Forum Gesundheit und Fitness Gesundheit Die Inflation der Depressionen

Gesundheit Die Inflation der Depressionen

nostalgie
nostalgie
Mitglied

Re: Die Inflation der Depressionen
geschrieben von nostalgie
als Antwort auf ehemaliges Mitglied vom 16.12.2013, 13:14:12
Gut, ich räume ein, mich in der heutigen Arbeitswelt nicht genügend auszukennen, um da meinungsmäßig mit mischen zu können.
Ich war immer selbstständig, hatte auch einige Angestellte, und nie kam es vor, dass jemand wegen Bournout oder Depris ausfiel.
Wohl aber waren ab und an mal welche dazwischen, die meinten, andere müßten für sie mit arbeiten, sie fühlten sich ständig ihren Aufgaben " nicht gewachsen" und krank. Von solchen Leuten muß man sich dann einfach trennen. Sie gefährden den Betriebsfrieden, und verursachen vermeidbare Kosten. Man sollte nicht nur die eigene Befindlichkeit in den Vordergrund schieben, vielleicht auch mal an den Arbeitgeber denken, der dann wieder andere Leute einstellen muß, zusätzlich. In der Großindustrie kein Problem, in kleineren Betrieben schon.
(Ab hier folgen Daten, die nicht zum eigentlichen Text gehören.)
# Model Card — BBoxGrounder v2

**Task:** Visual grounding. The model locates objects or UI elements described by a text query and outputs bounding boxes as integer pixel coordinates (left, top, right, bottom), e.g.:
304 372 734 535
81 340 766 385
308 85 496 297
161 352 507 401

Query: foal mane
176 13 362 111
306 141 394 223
Die angesprochene Erreichbarkeit rund um die Uhr muß doch keiner mit machen? Jedes Handy kann man ausstellen, was ich regelmäßig tue, und mein Telefon steht in einer Ecke, wo ich es meistens eh nicht höre. Ich denke, viele machen sich selbst zum Sklaven der Möglichkeiten.
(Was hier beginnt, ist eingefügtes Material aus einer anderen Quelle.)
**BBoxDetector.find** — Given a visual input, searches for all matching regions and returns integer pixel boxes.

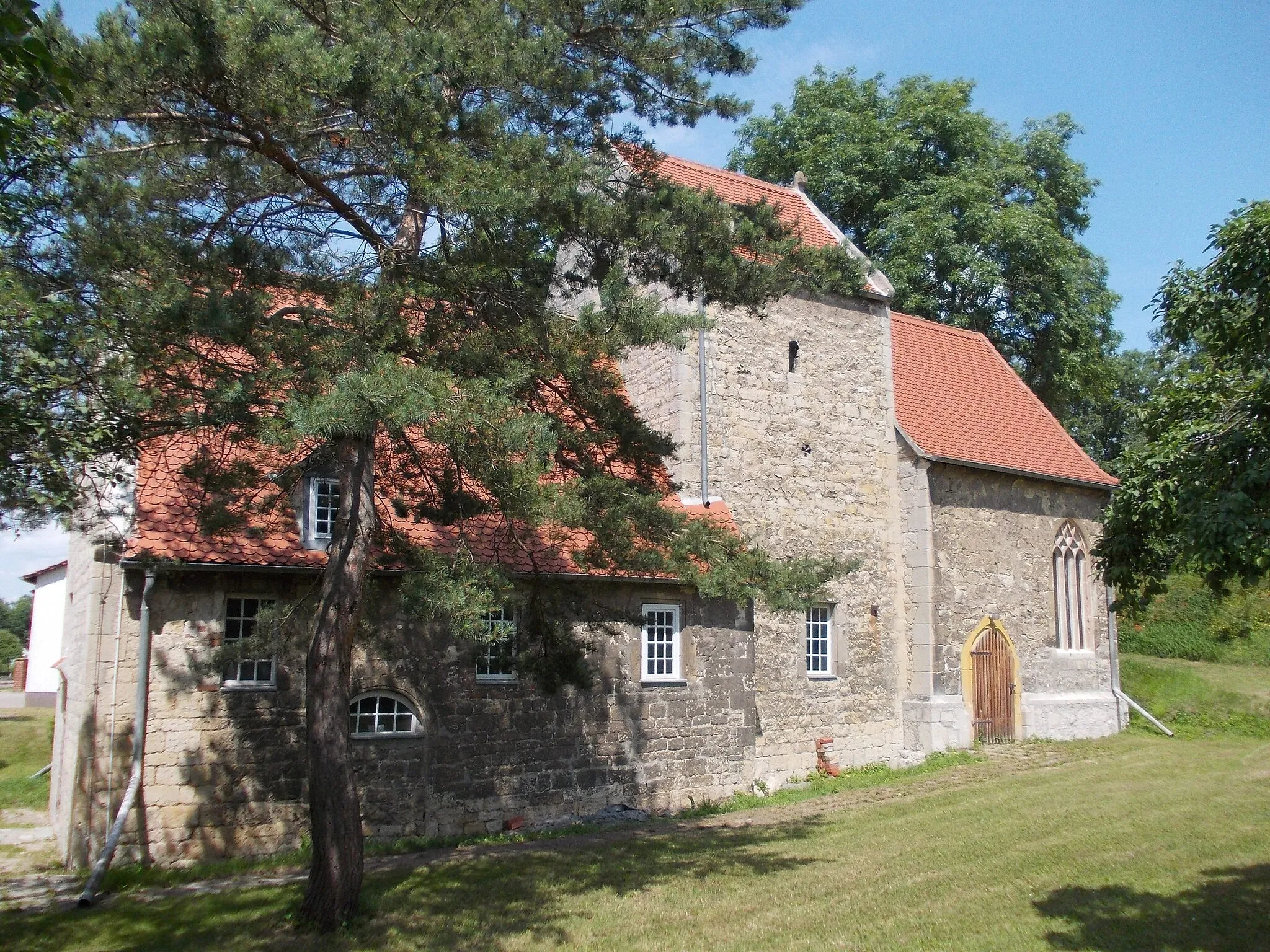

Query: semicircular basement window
[348,692,420,738]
Ich überdenke gerade, welche Kosten diese Psychowelle für die Allgemeinheit so mit sich bringt.
Re: Die Inflation der Depressionen
geschrieben von ehemaliges Mitglied
als Antwort auf nostalgie vom 16.12.2013, 14:51:58
Hi "nostalgie",

gerade Du warst mit meinem letzten Kommentar ausdrücklich nicht gemeint. Solltest Du das so verstanden haben, dann tut es mir Leid, mich nicht genauer ausgedrückt zu haben. Ich habe deine letzte Antwort deswegen zitiert, weil ich für sehr treffend hielt und deswegen auch "Danke für die Klarstellung" druntergeschrieben.
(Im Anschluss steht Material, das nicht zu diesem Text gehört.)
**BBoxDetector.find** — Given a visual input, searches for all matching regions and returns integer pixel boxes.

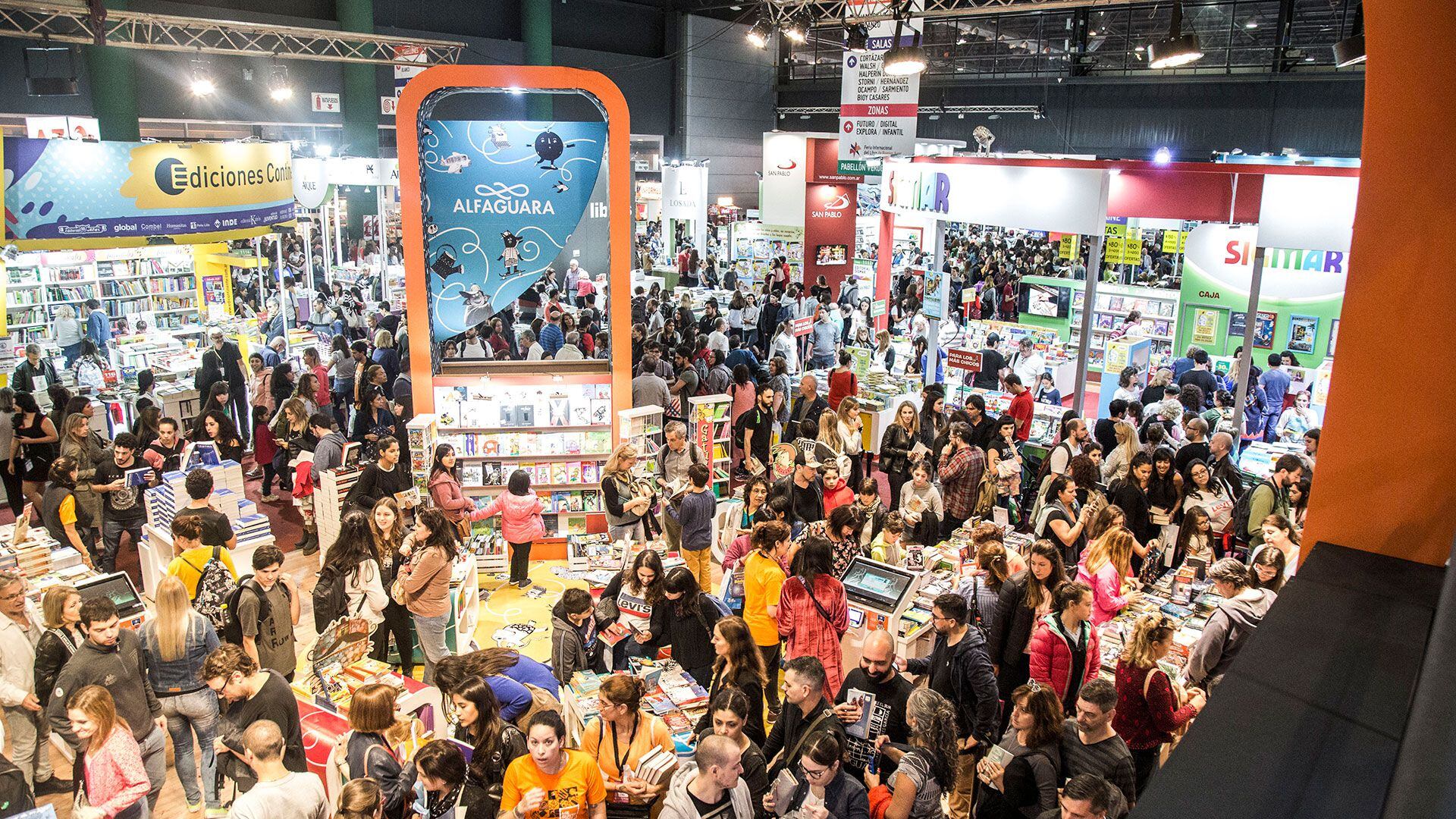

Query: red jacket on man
[1029,613,1102,699]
Mit der Erreichbarkeit rund um die Uhr ist es allerdings heute so, daß es in vielen Jobs einfach erwartet wird. Verweigert man sich dem, dann muß man auch die Konsequenzen tragen, die sehr weit gehen können. Bei mir im Job hätte es zum Beispiel bedeutet, von den wirklich interessanten Tätigkeiten ausgeschlossen zu sein. Es gab in der letzten Zeit mehr als genug Artikel zu diesem Thema und es wäre müßig, das alles noch einmal durchzukauen. Ein bißchen Recherche, zum Beispiel bei Spiegel Online oder bei der Süddeutschen, wird bestimmt eine Menge Ergebnisse bringen.

det
olga64
olga64
Mitglied

Re: Die Inflation der Depressionen
geschrieben von olga64
als Antwort auf ehemaliges Mitglied vom 16.12.2013, 15:41:44
Es gibt aber auch die notorischen Gschaftlhuber ,die sich selbst so sehr wichtig nehmen und ihren Kollegen und Mitarbeitern gründlich auf den Geist gehen,weil sie bei jeder Gelegenheit diese telefonisch von der Arbeit abhalten. Die ICE`s und Flughäfen sind voll mit diesen Typen; sie lassen ja auch völlig Unbeteiligte noch an ihren seltsamen GEsprächen teilnehmen, wo man dann erstaunliche Dinge im Detail hört, wie "sie andere über den Tisch gezogen haben".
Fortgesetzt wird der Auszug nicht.